Rectal Mesh Complications
Are you suffering from Rectal Mesh Complications? Do you find it difficult to get help and recognition that your symptoms are as a result of mesh from your doctor, then most of all you are not alone.
Many women and men are finding it difficult to persuade their doctors that the problems they have are mesh related. Thankfully there is more and more literature available supporting the evidence of complications. In turn, synthetic mesh is now an undesirable method of addressing rectal prolapse. If you have had mesh inserted recently by your Doctor then it is questionable as to whether this was the best decision for your care.
What is rectal prolapse?
Rectal prolapse can occur as a result of many conditions, including chronic constipation or chronic diarrhoea, long-term history of straining during bowel movements, or old age. Consequentially, rectal prolapse is the protrusion of either the rectal mucosa or the entire wall of the rectum. Partial prolapse involves only the mucosa and usually only protrudes by a few centimetres. Complete prolapse involves all layers of the rectal wall.
You can repair a rectal prolapse with a laparoscopic rectoplexy. In this surgery, the rectum is restored to its normal position in the pelvis, so that it no longer prolapses (protrudes) through the anus. Usually, stitches are used to secure the rectum. Sometimes mesh is used.
Sutured rectoplexy is a procedure that has stood the test of time and given reasonable results.It is not perfect and can result in further prolapses.
Posterior mesh rectoplexy has been more or less abandoned because of the fear of mesh related complications yet it is still being used by some hospitals.
Rectal Mesh Complications
Rectal mesh has the same major mesh related complications as vaginal mesh.
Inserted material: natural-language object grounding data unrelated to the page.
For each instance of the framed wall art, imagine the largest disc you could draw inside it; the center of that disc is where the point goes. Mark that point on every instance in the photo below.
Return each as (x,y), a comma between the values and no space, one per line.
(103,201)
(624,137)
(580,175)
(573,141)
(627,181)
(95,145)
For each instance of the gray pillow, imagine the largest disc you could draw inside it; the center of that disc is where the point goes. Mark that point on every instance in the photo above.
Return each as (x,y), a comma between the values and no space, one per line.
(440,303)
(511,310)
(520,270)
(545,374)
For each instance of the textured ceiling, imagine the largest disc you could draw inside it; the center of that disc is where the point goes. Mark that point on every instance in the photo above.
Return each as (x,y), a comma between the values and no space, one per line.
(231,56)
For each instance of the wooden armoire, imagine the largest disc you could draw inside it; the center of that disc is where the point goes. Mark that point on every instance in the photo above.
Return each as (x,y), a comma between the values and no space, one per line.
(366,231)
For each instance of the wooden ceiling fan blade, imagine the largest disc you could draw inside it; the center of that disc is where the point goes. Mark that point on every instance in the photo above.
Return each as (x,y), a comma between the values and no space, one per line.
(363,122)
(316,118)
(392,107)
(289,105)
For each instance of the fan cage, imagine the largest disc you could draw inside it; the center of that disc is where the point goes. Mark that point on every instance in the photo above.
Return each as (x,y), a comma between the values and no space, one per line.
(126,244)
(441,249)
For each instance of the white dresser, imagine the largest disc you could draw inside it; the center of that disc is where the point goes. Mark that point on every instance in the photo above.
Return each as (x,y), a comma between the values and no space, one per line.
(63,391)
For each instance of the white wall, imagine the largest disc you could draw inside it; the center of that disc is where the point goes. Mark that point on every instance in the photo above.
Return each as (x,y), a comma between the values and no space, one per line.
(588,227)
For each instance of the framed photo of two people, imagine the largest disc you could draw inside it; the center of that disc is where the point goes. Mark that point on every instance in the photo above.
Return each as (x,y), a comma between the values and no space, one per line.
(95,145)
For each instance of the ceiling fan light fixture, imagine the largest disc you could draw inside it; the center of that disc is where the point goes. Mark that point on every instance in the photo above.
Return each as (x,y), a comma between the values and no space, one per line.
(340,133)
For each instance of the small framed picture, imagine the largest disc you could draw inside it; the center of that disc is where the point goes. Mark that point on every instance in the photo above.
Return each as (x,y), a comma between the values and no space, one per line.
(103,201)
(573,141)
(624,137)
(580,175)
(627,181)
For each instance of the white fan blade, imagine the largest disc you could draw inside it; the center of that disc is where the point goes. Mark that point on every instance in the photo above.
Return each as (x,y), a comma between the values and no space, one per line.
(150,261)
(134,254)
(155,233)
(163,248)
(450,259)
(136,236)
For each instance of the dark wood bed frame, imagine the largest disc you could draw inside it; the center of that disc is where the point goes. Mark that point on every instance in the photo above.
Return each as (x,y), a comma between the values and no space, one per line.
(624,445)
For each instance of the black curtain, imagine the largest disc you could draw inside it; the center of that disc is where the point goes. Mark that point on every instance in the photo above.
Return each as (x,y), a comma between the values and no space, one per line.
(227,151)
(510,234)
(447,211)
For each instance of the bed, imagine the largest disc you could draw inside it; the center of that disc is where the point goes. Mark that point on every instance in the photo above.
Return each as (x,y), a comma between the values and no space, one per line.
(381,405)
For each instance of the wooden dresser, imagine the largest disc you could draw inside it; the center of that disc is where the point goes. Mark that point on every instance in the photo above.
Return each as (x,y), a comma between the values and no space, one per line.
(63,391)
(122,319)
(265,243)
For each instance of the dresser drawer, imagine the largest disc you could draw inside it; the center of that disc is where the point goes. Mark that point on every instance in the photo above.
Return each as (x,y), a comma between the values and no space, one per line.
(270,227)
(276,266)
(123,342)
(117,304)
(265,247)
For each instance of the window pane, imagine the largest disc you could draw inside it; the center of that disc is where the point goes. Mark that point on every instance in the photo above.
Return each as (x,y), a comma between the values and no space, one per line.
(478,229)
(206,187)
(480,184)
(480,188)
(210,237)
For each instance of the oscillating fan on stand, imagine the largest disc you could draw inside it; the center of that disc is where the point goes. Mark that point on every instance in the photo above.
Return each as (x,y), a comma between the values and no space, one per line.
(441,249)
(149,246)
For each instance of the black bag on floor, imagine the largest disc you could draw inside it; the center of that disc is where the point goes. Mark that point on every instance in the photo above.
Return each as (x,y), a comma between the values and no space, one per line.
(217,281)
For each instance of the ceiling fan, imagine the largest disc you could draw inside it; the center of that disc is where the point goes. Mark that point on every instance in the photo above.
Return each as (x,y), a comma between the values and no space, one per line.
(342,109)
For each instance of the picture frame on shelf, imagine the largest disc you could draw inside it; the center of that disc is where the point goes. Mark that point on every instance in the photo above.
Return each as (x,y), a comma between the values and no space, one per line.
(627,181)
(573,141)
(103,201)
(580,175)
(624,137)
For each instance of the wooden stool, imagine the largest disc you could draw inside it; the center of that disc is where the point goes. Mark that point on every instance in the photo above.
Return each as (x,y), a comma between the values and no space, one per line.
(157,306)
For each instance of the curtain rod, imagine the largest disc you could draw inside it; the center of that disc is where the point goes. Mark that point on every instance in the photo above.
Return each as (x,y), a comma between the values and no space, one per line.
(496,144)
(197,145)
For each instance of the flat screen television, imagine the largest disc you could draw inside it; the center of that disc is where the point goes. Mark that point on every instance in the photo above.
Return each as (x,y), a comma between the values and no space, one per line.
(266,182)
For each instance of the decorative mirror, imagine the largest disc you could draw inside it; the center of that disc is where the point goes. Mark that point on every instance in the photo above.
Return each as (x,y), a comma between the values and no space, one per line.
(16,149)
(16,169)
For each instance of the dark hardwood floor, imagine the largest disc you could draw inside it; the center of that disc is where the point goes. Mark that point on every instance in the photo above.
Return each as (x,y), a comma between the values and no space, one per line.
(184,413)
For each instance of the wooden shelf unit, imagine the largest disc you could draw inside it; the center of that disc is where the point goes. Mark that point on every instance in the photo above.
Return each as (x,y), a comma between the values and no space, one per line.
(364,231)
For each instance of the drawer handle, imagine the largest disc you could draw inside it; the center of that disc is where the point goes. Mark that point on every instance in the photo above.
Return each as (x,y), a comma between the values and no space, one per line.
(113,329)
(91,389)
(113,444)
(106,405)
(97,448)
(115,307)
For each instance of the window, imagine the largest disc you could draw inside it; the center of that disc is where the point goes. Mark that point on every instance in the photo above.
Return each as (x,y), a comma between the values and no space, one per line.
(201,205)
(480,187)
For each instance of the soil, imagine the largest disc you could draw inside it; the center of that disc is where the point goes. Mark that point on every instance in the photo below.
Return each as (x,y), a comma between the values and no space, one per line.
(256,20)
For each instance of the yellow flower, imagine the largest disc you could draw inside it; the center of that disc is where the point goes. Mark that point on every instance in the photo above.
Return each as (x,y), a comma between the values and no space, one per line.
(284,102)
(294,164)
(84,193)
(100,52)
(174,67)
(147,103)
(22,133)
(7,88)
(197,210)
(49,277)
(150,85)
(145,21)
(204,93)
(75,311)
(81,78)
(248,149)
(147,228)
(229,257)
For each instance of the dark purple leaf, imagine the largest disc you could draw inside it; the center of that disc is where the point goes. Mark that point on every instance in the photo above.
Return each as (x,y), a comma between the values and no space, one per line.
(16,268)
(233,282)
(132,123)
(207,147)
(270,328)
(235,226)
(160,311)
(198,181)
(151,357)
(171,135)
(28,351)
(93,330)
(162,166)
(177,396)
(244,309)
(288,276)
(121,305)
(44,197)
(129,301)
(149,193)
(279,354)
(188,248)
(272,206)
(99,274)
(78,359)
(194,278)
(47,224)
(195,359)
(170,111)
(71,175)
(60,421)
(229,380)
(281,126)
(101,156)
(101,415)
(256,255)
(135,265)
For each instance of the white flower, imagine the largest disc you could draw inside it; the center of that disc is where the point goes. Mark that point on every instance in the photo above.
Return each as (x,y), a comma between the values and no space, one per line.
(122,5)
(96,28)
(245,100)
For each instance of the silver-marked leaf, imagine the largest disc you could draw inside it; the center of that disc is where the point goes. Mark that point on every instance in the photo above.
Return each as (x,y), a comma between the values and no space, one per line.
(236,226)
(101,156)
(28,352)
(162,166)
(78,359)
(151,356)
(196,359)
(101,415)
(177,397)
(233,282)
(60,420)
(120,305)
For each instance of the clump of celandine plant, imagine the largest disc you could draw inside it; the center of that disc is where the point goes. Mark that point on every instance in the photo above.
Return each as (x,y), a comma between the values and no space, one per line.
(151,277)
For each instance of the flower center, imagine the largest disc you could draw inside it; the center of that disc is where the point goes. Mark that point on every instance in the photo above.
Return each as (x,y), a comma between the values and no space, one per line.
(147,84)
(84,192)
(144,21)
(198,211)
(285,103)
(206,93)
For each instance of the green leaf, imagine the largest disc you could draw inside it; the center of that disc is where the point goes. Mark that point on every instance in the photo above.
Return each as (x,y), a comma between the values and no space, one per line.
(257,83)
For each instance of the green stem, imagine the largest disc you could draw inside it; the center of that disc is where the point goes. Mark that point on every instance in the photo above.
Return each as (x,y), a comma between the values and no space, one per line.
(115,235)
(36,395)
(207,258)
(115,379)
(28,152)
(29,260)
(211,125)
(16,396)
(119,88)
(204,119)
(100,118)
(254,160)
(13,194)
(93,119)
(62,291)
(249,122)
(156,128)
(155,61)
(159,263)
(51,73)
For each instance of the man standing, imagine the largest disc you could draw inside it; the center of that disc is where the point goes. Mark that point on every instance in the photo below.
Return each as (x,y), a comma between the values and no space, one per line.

These included
- erosion into the vagina, bladder or rectum,
- mid-rectal stricture,
- rectovaginal fistula and
- chronic pelvic pain due to pudendal nerve irritation or
- chronic inflammation around the mesh
It is the likelihood of shrinkage which makes heavyweight polypropylene meshes unsuitable for use in ventral rectoplexy. The propensity of the partially absorbable meshes (combining polypropylene and poliglecaprone) for stretching makes them a poor choice.
In ventral rectoplexy the complication rates varied from 1.4-47%. Urinary tract infections and port-site hernias were the commonest complications. Complications related to the mesh included one death from sepsis 6 months after surgery, two cases of mesh detachment and one instance of erosion of the mesh into the vagina. Intervertebral disk infection is an unusual complication seen in two patients.
Doctors are right to be concerned regarding problems related to a prosthetic rectoplexy. Between 2-16% patients reported rectal mesh complications.. Erosion of the mesh can result in significant morbidity and pose challenges in management. It mirrors quite clearly the problems seen in vaginal mesh for incontinence and prolapse. However, doctors in the rectal prolapse field are quicker to reject synthetic mesh as an option
What to do now
Not warned about the risks of rectal mesh, then contact us for free initial advice. Finally, if you feel that had you known about this complications you would not have had that procedure, then we can help.
Call us FREE on 0800 470 2009. We offer a no win no fee service.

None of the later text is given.